Die dritte Grundsituation kennen wir am besten – und doch ist sie die rätselhafteste: die unsere, jene der Ersten Welt, jene der westlichen Zivilisation. Wird diese erste Welt mit ihren Ideen und Techniken noch prägend sein, ja wird sie überhaupt noch präsent sein in der Welt? Diese Frage, die ebenso den Mut zur Auseinandersetzung mit Ideologien wie zur Horizonterweiterung auf andere Möglichkeiten des Sehens und Lebens erfordert, ist indessen nicht nur eine Frage nach außen, sondern auch eine Binnenfrage für uns hier im westlichen Europa.
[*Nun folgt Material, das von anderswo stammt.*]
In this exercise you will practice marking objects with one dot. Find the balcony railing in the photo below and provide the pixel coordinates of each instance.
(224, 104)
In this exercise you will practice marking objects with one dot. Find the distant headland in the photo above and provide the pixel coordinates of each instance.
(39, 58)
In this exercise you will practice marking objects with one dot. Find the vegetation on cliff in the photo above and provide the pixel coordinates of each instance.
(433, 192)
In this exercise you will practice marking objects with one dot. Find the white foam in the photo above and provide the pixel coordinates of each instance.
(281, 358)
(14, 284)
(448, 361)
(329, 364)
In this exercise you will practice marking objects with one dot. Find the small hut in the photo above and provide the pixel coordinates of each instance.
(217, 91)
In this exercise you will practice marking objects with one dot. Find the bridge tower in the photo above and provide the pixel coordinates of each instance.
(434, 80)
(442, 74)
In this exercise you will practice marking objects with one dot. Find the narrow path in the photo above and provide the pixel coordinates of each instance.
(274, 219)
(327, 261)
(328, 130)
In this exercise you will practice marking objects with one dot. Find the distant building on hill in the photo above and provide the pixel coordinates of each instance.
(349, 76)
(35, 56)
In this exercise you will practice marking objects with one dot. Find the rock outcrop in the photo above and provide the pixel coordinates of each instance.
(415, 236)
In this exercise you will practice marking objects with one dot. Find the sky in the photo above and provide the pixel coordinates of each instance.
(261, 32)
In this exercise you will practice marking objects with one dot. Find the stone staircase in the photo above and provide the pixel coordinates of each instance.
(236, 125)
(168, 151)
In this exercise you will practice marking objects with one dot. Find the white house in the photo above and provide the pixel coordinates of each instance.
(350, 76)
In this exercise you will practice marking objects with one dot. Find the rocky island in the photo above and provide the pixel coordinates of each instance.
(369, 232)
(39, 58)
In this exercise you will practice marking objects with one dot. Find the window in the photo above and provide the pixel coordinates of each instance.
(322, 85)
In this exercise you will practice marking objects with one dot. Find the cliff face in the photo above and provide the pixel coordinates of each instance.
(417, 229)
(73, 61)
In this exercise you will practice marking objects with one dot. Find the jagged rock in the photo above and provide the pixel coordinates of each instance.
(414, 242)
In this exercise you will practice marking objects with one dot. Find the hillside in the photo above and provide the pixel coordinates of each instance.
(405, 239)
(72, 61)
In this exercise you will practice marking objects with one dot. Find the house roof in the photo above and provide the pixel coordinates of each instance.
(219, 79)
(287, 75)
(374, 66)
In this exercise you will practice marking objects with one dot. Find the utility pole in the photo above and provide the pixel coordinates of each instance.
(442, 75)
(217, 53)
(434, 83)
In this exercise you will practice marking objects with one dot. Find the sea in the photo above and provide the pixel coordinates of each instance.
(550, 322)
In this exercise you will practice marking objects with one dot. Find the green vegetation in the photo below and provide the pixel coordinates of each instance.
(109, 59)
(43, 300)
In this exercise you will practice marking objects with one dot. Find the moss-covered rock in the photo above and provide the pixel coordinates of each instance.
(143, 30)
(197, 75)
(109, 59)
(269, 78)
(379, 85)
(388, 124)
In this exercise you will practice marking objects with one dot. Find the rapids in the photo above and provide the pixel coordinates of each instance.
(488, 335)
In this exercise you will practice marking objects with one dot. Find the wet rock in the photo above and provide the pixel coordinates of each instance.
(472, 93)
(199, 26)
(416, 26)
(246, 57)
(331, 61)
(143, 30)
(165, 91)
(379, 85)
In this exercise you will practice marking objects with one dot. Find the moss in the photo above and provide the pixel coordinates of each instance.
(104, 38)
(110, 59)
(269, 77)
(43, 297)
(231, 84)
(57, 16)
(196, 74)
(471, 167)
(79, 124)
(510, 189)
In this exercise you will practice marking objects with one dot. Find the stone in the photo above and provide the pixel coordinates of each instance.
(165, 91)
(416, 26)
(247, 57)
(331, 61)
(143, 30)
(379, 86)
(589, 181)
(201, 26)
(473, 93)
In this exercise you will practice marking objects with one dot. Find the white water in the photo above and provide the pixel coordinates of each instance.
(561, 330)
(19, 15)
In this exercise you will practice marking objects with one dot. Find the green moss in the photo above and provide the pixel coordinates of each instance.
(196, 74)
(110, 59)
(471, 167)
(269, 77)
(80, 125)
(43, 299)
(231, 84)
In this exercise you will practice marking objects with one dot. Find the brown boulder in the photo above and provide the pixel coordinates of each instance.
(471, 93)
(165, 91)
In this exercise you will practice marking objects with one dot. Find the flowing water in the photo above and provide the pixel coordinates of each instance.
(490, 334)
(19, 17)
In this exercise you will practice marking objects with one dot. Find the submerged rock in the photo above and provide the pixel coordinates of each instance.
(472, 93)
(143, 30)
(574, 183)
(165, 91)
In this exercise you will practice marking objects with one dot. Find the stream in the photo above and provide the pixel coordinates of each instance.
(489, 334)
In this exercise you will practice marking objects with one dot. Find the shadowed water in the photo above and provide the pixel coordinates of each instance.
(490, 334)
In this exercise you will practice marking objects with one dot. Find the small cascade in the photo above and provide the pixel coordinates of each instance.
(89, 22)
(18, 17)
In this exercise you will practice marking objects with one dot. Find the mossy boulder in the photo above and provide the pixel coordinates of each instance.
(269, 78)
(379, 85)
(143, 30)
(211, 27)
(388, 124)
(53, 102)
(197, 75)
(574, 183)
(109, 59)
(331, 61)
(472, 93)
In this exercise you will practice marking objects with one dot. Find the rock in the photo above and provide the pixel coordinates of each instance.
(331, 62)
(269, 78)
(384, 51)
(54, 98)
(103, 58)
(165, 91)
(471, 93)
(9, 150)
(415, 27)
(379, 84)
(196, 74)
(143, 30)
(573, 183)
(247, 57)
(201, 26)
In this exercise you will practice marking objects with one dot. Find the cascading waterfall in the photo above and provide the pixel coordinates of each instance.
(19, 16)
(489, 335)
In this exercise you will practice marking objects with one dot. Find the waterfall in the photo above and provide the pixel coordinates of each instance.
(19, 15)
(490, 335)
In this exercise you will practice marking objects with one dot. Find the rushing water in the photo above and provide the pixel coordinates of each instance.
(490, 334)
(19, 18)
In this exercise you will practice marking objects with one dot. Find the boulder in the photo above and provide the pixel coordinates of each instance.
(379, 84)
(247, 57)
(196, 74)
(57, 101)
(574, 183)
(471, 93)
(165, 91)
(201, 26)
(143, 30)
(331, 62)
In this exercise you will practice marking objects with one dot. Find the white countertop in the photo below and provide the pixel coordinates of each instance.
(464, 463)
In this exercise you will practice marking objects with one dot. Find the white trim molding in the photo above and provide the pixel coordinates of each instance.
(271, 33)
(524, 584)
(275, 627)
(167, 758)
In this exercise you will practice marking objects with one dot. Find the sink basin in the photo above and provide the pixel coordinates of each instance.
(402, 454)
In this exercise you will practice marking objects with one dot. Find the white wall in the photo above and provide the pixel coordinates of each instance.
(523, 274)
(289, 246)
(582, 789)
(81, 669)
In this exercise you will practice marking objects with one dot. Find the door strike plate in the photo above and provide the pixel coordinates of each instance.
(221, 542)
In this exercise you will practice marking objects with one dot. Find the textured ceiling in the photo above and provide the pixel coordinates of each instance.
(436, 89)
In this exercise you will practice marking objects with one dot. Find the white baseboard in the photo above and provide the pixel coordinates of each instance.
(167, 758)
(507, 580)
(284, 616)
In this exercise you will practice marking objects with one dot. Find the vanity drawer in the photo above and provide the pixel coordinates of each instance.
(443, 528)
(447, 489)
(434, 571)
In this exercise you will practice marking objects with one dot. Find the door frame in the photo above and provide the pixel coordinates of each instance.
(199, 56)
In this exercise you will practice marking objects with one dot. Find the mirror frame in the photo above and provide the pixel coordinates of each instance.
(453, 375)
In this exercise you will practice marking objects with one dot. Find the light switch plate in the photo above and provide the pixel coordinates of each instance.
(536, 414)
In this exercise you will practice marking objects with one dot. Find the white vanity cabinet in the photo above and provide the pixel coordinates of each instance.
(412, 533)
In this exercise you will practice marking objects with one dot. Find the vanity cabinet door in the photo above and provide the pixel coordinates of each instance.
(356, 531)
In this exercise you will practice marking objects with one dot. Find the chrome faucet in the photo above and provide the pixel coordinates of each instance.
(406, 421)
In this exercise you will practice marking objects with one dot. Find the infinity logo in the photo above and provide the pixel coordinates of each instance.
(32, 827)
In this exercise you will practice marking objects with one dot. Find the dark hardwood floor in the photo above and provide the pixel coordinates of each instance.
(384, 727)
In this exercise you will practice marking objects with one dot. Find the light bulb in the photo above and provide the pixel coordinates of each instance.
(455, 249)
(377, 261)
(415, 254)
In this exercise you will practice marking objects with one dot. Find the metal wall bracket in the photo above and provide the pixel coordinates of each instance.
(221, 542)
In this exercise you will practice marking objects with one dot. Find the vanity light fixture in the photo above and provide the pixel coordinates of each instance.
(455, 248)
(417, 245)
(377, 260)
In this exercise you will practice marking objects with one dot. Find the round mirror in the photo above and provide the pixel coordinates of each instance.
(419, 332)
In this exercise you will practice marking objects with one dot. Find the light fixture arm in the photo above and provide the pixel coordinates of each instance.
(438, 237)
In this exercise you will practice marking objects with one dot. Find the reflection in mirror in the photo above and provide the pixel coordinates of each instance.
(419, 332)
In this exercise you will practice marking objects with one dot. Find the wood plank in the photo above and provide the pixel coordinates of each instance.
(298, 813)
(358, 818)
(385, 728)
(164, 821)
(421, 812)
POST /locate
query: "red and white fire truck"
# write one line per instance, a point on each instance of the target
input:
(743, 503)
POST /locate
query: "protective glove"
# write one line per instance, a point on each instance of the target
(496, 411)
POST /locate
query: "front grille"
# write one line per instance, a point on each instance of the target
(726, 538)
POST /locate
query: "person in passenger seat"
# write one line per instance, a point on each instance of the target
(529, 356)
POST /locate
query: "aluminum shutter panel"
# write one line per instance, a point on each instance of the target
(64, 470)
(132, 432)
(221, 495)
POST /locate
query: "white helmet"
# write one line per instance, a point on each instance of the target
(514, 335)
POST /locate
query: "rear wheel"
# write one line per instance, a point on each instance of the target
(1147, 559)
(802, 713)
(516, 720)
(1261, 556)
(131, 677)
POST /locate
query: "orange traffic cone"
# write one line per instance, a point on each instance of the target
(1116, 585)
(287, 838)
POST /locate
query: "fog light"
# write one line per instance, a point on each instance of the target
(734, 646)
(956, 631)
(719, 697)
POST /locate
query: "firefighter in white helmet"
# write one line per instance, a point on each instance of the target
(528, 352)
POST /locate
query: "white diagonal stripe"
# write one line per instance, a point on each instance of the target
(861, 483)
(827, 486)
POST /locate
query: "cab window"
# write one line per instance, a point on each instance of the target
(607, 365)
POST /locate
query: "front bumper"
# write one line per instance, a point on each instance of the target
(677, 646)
Wird die technische Entwicklung einfach, mit Krisen und Kurskorrekturen, so weiterlaufen, wird das Resultat der inneren Gefahren, die dem Menschen und der Welt durch den Menschen beim Geschäft seiner totalen Weltbeherrschung zuwachsen, eine an den Bestand gehende Katastrophe sein? Wird ein mit der Technik wachsendes Leistungsdenken von seinem Schatten, dem Konsum- und Anspruchsdenken so paralysiert werden, daß es zu einem inneren Verfall der hochzivilisierten Gesellschaft und ihres Lebenswillens kommt? Wird die Suche nach Alternativen über das zerstörerische Nein oder über den ideologischen Selbstbetrug hinauskommen, wird sie die Grundlage finden für eine neue Kultur, für jene „Zivilisation der Liebe“, welche die letzten Päpste immer wieder beschwören. Wer in die Situation um die Jahrtausendwende von Gott hineingerufen wird, der ist berufen nicht zur ratlosen Weltflucht oder phantastischen Weltsucht, sondern zu jenem nüchternen und wirksamen Weltinteresse des liebenden Gottes.

Berufungspastoral um die Jahrtausendwende ist Pastoral, welche auf neue Weise die Welt wahrnimmt und annimmt aus jener Liebe, die zum Zeugnis und zum Dialog, zum Nehmen und zum Geben, zum Hören und zum Sprechen, zur Treue und zur Alternative aus dem her befähigt, der die Liebe ist. Die drei Stichworte dieser Liebe in den drei Grundsituationen der Welt sind im letzten überall gültig und dringend: Christsein zwischen Martyrium und Dialog – Weltgespräch – unterwegs zu einer neuen „Zivilisation der Liebe“.